In sci.physics Gene Ward Smith <genewardsmith@gmail.com> wrote:

The Clarke embedding theorem has as a consequence that the 1+3
pseudo-Riemannian manifolds of general relativity can be embedded in a
2+87 dimensional Minkowski-like space. If we cut the two time
dimensions down to one, so we are looking at 1+87 dimensional space, we
get rid of physically embarassing solutions such as closed time-like
loops. It is "stably causal" in a sense Clarke defines in his paper,
having a global time function increasing on any timelike or null curve.

It seems as if further restrictions on dimensions could lead to rather
subtle modifications of GR. In particular, one might ask what GR looks
like if the manifolds must be embeddable in a 1+25 dimansional space,
for instance. Has this sort of thing been considered?

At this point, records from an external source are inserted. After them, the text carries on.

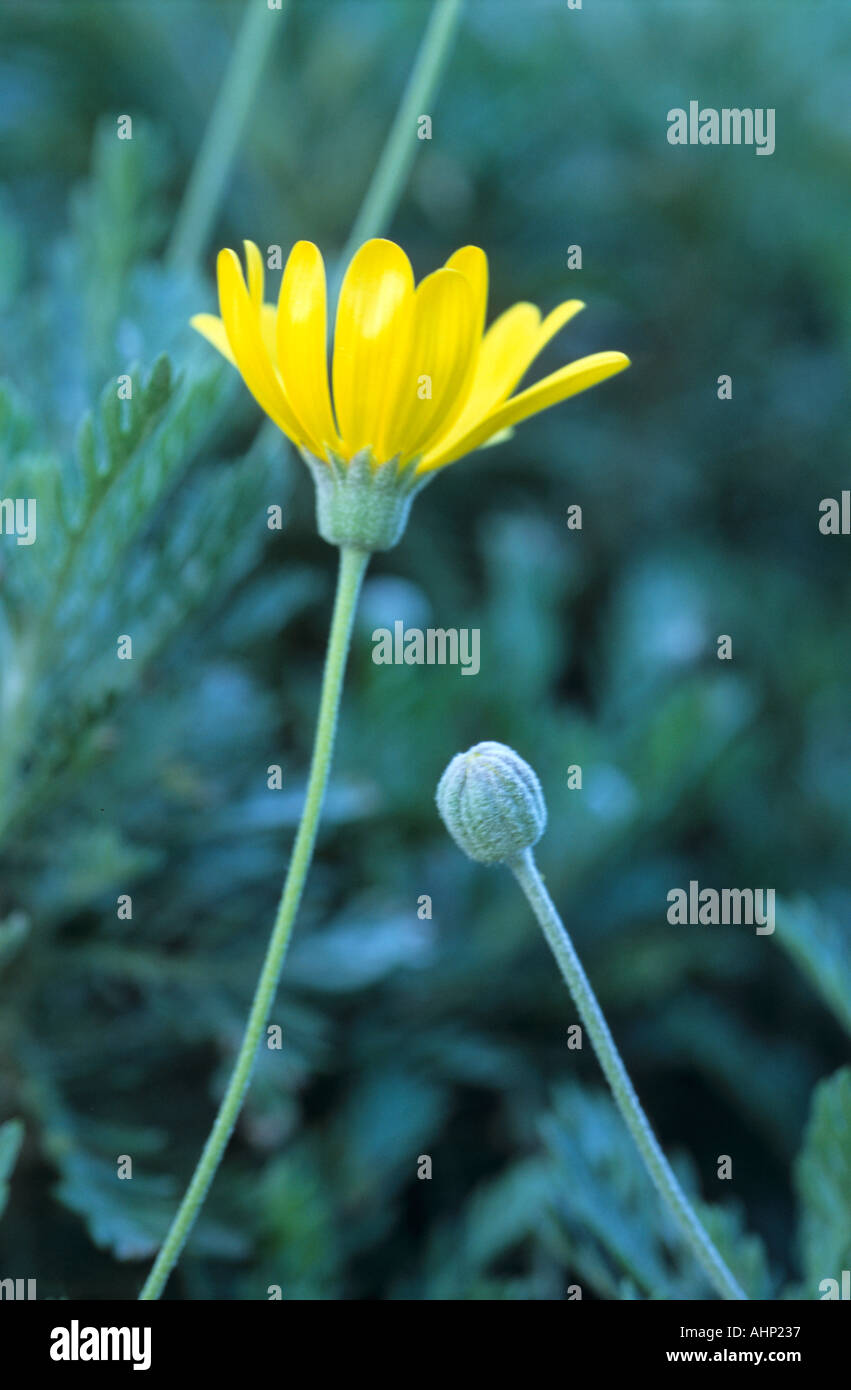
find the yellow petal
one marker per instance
(371, 328)
(256, 273)
(438, 366)
(558, 387)
(555, 321)
(242, 323)
(506, 350)
(214, 331)
(473, 263)
(302, 342)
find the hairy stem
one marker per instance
(396, 157)
(530, 880)
(224, 131)
(352, 567)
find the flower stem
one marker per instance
(224, 129)
(392, 168)
(530, 880)
(352, 567)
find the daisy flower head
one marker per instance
(416, 381)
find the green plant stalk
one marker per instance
(530, 880)
(223, 134)
(352, 567)
(391, 173)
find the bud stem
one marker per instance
(352, 567)
(530, 880)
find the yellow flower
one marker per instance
(416, 380)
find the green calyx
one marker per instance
(362, 503)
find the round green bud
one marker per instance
(491, 804)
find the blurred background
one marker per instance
(444, 1036)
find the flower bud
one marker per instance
(491, 804)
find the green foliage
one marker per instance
(11, 1137)
(442, 1036)
(823, 1184)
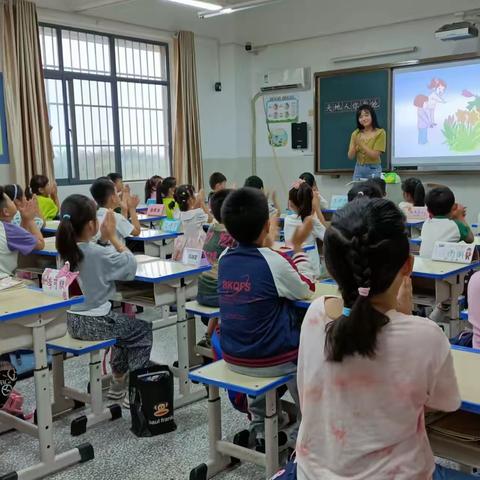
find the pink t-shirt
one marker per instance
(364, 418)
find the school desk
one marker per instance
(28, 318)
(159, 283)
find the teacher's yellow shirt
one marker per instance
(376, 142)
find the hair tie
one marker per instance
(364, 291)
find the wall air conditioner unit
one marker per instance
(286, 79)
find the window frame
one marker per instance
(67, 77)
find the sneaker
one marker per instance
(118, 388)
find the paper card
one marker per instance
(58, 282)
(192, 256)
(155, 210)
(453, 252)
(171, 226)
(416, 213)
(338, 201)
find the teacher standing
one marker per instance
(367, 144)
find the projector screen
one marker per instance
(436, 116)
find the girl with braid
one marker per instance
(367, 368)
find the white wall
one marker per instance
(317, 53)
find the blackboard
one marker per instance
(337, 97)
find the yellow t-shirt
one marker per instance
(378, 142)
(48, 207)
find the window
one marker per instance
(108, 105)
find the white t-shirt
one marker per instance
(362, 418)
(291, 223)
(438, 230)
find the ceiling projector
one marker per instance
(457, 31)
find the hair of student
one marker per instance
(380, 183)
(164, 187)
(372, 112)
(364, 189)
(150, 184)
(309, 178)
(414, 187)
(365, 248)
(76, 211)
(254, 182)
(182, 195)
(244, 214)
(216, 203)
(216, 178)
(114, 176)
(440, 201)
(15, 192)
(36, 183)
(302, 198)
(102, 189)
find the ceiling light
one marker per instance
(212, 7)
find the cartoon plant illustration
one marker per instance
(462, 130)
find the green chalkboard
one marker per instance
(337, 97)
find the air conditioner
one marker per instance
(286, 79)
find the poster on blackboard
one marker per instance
(3, 127)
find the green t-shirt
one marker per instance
(48, 208)
(378, 142)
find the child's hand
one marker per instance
(301, 234)
(405, 297)
(108, 227)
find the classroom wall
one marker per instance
(316, 54)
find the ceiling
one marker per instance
(283, 21)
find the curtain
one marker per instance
(28, 129)
(187, 151)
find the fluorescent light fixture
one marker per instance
(238, 7)
(364, 56)
(211, 7)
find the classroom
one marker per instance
(239, 239)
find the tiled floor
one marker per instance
(119, 454)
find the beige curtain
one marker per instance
(28, 129)
(187, 151)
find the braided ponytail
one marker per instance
(364, 250)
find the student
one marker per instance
(165, 192)
(367, 368)
(100, 265)
(364, 189)
(217, 182)
(413, 194)
(47, 196)
(260, 326)
(310, 179)
(302, 201)
(216, 241)
(193, 215)
(273, 205)
(151, 188)
(105, 194)
(16, 239)
(17, 195)
(447, 224)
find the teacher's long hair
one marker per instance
(372, 112)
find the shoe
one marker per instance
(118, 388)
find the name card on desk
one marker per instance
(155, 210)
(338, 201)
(414, 214)
(192, 256)
(171, 226)
(453, 252)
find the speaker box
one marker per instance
(300, 136)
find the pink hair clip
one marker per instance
(364, 292)
(296, 184)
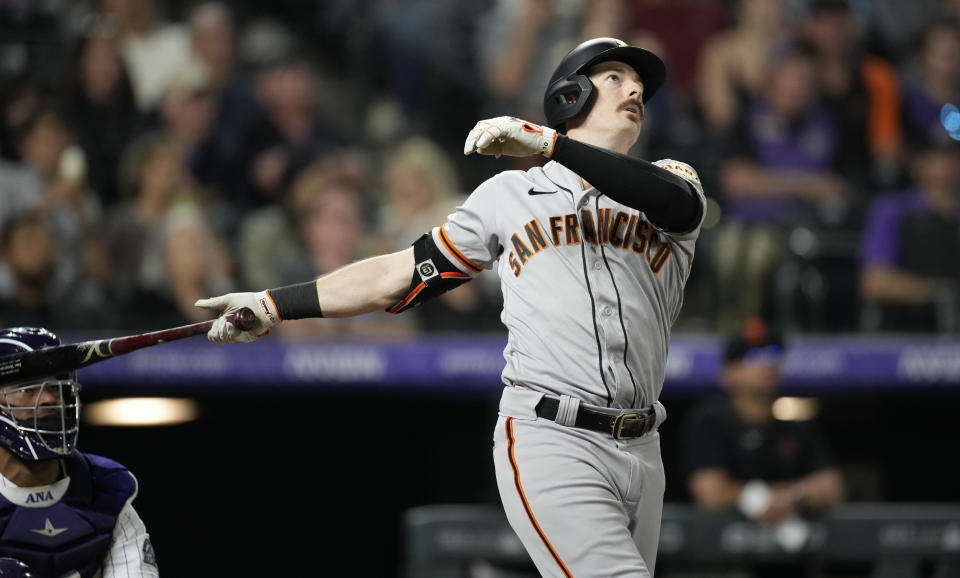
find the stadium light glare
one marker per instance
(795, 408)
(140, 411)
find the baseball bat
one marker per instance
(27, 365)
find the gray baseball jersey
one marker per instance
(590, 287)
(590, 291)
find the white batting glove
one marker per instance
(506, 135)
(223, 331)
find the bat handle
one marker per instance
(243, 319)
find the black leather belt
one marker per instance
(627, 425)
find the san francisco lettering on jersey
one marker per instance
(621, 230)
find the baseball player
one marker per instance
(63, 514)
(593, 250)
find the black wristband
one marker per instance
(297, 301)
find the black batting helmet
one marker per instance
(569, 88)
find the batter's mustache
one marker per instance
(638, 104)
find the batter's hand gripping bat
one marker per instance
(27, 365)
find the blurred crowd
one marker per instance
(152, 153)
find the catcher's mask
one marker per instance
(569, 88)
(40, 418)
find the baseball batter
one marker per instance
(593, 250)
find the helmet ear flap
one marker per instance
(567, 98)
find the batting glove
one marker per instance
(510, 136)
(223, 331)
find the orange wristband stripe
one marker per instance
(460, 257)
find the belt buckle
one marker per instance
(625, 419)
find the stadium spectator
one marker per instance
(739, 455)
(162, 247)
(187, 115)
(29, 250)
(515, 43)
(100, 106)
(287, 135)
(51, 179)
(933, 80)
(212, 35)
(906, 282)
(682, 27)
(331, 230)
(421, 188)
(781, 167)
(153, 49)
(732, 66)
(19, 97)
(268, 242)
(860, 90)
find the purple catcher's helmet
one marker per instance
(39, 418)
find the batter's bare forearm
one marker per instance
(369, 285)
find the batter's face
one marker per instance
(618, 100)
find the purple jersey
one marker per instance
(74, 533)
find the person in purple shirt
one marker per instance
(781, 165)
(933, 80)
(909, 272)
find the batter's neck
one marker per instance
(616, 141)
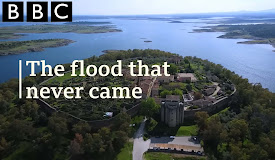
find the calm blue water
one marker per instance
(255, 62)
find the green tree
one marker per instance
(149, 107)
(58, 125)
(81, 127)
(164, 93)
(173, 69)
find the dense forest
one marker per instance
(245, 131)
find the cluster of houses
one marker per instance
(173, 106)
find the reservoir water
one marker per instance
(255, 62)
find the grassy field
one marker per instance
(187, 130)
(166, 156)
(17, 47)
(126, 152)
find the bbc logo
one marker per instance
(37, 11)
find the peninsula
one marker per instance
(12, 32)
(17, 47)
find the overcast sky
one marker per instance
(139, 7)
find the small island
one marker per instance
(17, 47)
(11, 32)
(257, 34)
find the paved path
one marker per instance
(187, 141)
(140, 146)
(217, 89)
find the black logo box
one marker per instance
(61, 11)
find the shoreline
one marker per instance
(20, 47)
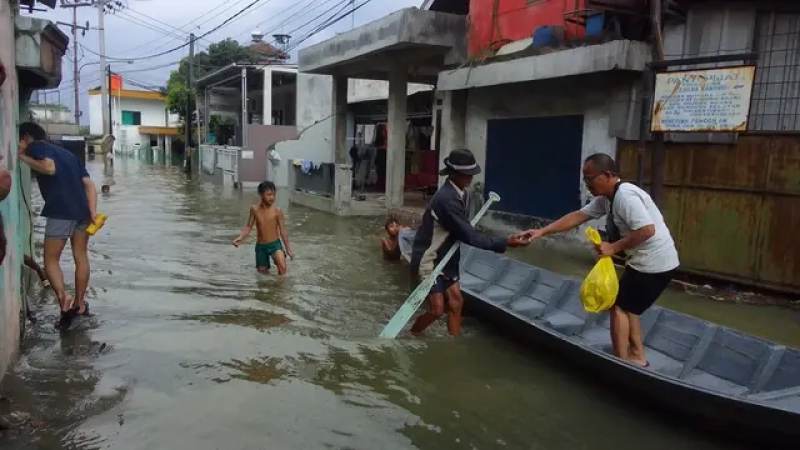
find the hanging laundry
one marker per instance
(307, 167)
(369, 134)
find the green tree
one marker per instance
(220, 54)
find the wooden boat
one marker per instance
(723, 378)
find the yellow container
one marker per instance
(98, 223)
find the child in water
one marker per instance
(390, 244)
(271, 228)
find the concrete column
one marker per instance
(339, 120)
(267, 98)
(454, 126)
(343, 176)
(396, 134)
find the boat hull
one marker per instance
(704, 374)
(731, 418)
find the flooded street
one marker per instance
(191, 349)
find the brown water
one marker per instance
(192, 350)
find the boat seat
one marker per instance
(784, 376)
(513, 282)
(569, 317)
(541, 295)
(731, 363)
(671, 340)
(599, 335)
(481, 267)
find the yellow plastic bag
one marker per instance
(599, 289)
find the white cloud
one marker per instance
(149, 27)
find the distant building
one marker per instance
(139, 118)
(56, 119)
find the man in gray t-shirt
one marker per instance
(643, 236)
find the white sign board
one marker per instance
(703, 101)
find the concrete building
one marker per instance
(297, 105)
(31, 51)
(140, 119)
(56, 119)
(534, 88)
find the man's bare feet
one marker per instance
(66, 303)
(641, 362)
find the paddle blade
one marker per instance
(407, 311)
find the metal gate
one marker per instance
(534, 164)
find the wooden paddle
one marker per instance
(404, 314)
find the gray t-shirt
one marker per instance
(634, 209)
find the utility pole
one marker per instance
(105, 80)
(75, 73)
(189, 101)
(103, 6)
(110, 122)
(657, 157)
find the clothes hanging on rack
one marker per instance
(369, 134)
(365, 172)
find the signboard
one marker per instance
(115, 82)
(703, 101)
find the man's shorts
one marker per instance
(638, 290)
(264, 252)
(63, 229)
(443, 282)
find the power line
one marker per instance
(181, 28)
(166, 52)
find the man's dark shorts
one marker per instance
(443, 282)
(638, 290)
(62, 229)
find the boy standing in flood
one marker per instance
(271, 229)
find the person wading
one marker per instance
(445, 223)
(70, 204)
(636, 227)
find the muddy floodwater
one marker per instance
(191, 349)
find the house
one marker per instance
(139, 119)
(282, 111)
(56, 119)
(532, 88)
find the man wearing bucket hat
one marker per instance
(445, 223)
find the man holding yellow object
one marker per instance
(636, 227)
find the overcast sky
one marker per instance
(148, 27)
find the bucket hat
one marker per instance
(461, 161)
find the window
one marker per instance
(775, 103)
(131, 118)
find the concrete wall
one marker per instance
(314, 93)
(313, 144)
(153, 114)
(260, 138)
(51, 114)
(606, 114)
(10, 207)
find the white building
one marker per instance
(56, 119)
(139, 119)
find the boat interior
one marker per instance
(679, 347)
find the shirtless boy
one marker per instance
(390, 244)
(271, 228)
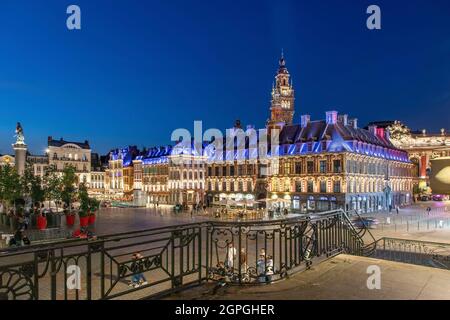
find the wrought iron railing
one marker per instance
(430, 254)
(173, 258)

For a *local* embedding, you need far fewer dimensions. The high numbers
in Clarke's theorem come from demanding global embeddings of complicated
topologies. I don't know of any physical application for such exotic
topologies; at most, a restriction on the embedding dimension might limit
the "sum over topologies" in some approaches to the path integral in quantum
gravity.

(Note also that Clarke's theorem gives upper bounds. I don't think it's
known whether they are "tight" -- the actual bounds might be lower.)